6. Configure other interface properties.

   Table 8.

   Parameter Name	Description
   Bandwidth Upstream	For transmitted traffic, set the bandwidth above which to generate notifications. Range: 1 through (232 / 2) – 1 kbps
   Bandwidth Downstream	For received traffic, set the bandwidth above which to generate notifications. Range: 1 through (232 / 2) – 1 kbps
   IP MTU	Specify the maximum MTU size of packets on the interface. Range: 576 through 1804. Default: 1500 bytes
   TCP MSS	Specify the maximum segment size (MSS) of TPC SYN packets passing through the router. By default, the MSS is dynamically adjusted based on the interface or tunnel MTU such that TCP SYN packets are never fragmented. Range: 552 to 1460 bytes. Default: None
   TLOC Extension	Enter the name of the physical interface on the same router that connects to the WAN transport circuit. This configuration then binds this service-side interface to the WAN transport. A second router at the same site that itself has no direct connection to the WAN (generally because the site has only a single WAN connection) and that connects to this service-side interface is then provided with a connection to the WAN.

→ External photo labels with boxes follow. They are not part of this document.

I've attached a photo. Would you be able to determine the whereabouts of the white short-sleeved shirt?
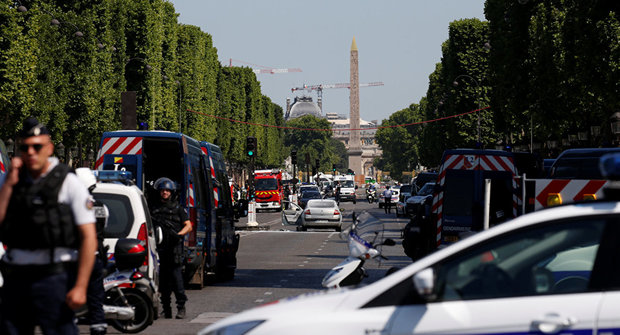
[4,157,95,265]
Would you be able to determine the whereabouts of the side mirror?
[413,268,435,300]
[381,238,396,246]
[155,226,164,244]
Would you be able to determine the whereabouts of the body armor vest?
[0,164,79,253]
[151,201,182,249]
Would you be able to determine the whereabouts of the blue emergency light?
[599,153,620,180]
[94,170,133,184]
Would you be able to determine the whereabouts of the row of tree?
[376,0,620,182]
[0,0,288,167]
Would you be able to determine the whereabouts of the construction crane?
[291,81,383,99]
[228,58,301,74]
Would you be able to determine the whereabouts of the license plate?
[443,235,459,243]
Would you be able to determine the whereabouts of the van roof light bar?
[95,170,133,184]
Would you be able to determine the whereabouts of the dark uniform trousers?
[0,264,79,335]
[159,251,187,312]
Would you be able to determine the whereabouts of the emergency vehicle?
[95,130,239,287]
[426,149,521,246]
[199,157,620,335]
[334,175,357,204]
[254,169,284,212]
[524,148,620,213]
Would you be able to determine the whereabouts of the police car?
[200,156,620,335]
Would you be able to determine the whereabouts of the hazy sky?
[171,0,484,121]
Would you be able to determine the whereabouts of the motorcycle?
[366,189,377,204]
[321,213,396,288]
[76,238,157,333]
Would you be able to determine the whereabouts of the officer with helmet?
[151,177,192,319]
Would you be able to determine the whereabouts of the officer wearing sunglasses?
[0,118,97,334]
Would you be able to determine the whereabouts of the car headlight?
[199,320,265,335]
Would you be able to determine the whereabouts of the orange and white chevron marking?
[95,137,142,170]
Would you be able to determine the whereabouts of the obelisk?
[348,37,364,180]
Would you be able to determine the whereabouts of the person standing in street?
[383,186,392,214]
[0,118,97,335]
[151,178,192,319]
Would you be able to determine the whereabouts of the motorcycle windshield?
[341,212,384,257]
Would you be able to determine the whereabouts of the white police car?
[200,160,620,335]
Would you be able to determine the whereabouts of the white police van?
[200,156,620,335]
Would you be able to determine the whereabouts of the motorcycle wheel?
[106,289,154,334]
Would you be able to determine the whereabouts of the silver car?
[301,199,342,231]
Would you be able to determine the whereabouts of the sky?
[170,0,484,122]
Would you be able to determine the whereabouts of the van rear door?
[95,134,144,190]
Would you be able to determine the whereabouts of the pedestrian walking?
[75,168,109,335]
[0,118,97,335]
[383,186,392,214]
[151,177,192,319]
[336,182,340,206]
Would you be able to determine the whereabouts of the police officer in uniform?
[0,118,97,334]
[151,177,192,319]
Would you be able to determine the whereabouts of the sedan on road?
[301,199,342,231]
[299,190,323,208]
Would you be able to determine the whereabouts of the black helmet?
[154,177,177,191]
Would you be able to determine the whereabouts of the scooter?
[366,190,377,204]
[76,239,156,333]
[321,213,396,288]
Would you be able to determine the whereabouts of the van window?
[443,170,474,216]
[93,193,134,238]
[142,137,187,205]
[551,157,604,179]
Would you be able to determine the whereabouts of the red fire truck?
[254,169,284,212]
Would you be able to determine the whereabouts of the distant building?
[284,96,383,178]
[284,96,323,120]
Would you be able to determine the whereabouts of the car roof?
[306,199,336,207]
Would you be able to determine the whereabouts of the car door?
[382,217,608,334]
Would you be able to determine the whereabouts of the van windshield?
[93,193,134,238]
[255,179,278,191]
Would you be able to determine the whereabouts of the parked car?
[378,186,400,208]
[92,171,161,302]
[298,190,323,208]
[404,182,436,216]
[301,199,342,231]
[199,184,620,335]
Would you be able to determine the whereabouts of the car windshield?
[255,179,278,191]
[308,200,336,208]
[418,183,435,195]
[400,185,411,193]
[301,190,321,199]
[93,193,134,238]
[340,180,355,188]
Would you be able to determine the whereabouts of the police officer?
[75,168,109,335]
[0,118,97,334]
[383,186,392,214]
[151,178,192,319]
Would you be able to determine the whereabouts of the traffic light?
[245,136,257,157]
[291,150,297,165]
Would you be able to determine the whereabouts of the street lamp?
[452,74,482,147]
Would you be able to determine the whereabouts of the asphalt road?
[92,190,411,335]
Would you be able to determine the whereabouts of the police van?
[96,130,239,287]
[199,156,620,335]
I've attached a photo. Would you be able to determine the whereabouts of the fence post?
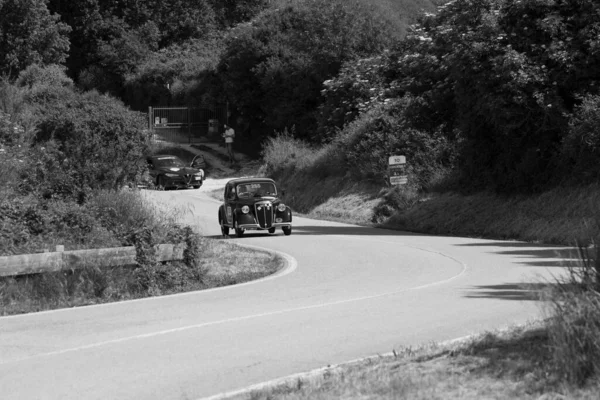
[186,107,192,143]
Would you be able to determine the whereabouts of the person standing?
[222,124,235,164]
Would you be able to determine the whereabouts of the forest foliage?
[0,0,600,256]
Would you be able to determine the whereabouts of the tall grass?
[383,184,600,245]
[544,241,600,385]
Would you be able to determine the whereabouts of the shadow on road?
[457,242,579,267]
[464,283,550,301]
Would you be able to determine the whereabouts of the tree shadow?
[463,283,552,301]
[457,241,579,267]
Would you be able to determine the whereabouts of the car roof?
[227,178,275,185]
[148,154,180,160]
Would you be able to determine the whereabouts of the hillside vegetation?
[0,0,600,394]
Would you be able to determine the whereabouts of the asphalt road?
[0,182,568,400]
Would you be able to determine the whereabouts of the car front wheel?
[234,221,244,237]
[219,213,229,236]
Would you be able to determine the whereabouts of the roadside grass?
[256,135,600,400]
[240,324,600,400]
[0,237,283,315]
[234,244,600,400]
[381,184,600,245]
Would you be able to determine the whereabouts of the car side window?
[225,186,235,200]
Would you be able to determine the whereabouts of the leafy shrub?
[218,0,398,140]
[561,96,600,183]
[371,184,420,223]
[24,92,150,202]
[339,97,454,188]
[547,244,600,384]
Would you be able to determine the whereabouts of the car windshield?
[154,157,185,168]
[237,182,277,197]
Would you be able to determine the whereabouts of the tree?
[218,0,394,143]
[0,0,70,77]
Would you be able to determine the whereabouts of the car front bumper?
[165,177,203,189]
[238,222,292,231]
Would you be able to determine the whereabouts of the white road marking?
[0,250,467,365]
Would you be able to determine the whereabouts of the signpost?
[388,156,408,186]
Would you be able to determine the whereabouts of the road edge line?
[0,243,298,321]
[196,334,477,400]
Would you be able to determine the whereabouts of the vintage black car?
[219,178,292,237]
[146,155,204,189]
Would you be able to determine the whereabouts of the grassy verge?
[0,238,283,315]
[239,325,600,400]
[254,137,600,399]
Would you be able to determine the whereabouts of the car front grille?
[254,201,274,228]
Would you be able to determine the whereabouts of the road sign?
[388,156,408,185]
[388,156,406,165]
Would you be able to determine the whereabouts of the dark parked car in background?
[219,178,292,237]
[146,154,204,189]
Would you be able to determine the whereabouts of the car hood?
[238,196,281,205]
[158,167,201,175]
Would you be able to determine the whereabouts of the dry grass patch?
[382,184,600,245]
[238,326,600,400]
[0,237,283,316]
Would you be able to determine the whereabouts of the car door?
[223,184,235,225]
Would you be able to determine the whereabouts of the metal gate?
[148,105,228,143]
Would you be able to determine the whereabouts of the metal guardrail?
[0,243,185,277]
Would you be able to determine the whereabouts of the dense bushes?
[545,244,600,384]
[0,66,179,254]
[310,0,600,192]
[559,96,600,182]
[218,0,406,139]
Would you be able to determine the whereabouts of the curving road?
[0,181,569,400]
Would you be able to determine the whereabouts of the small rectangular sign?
[390,175,408,185]
[388,156,408,185]
[389,156,406,165]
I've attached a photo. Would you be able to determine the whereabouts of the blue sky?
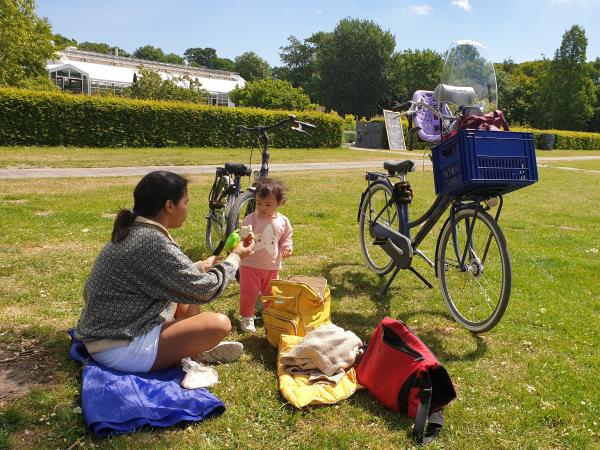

   Tracker	Enter the name of a tracker to track the status of transport interfaces that connect to the internet.
   IP Directed-Broadcast	Enables translation of a directed broadcast to physical broadcasts. An IP directed broadcast is an IP packet whose destination address is a valid broadcast address for some IP subnet but which originates from a node that is not itself part of that destination subnet.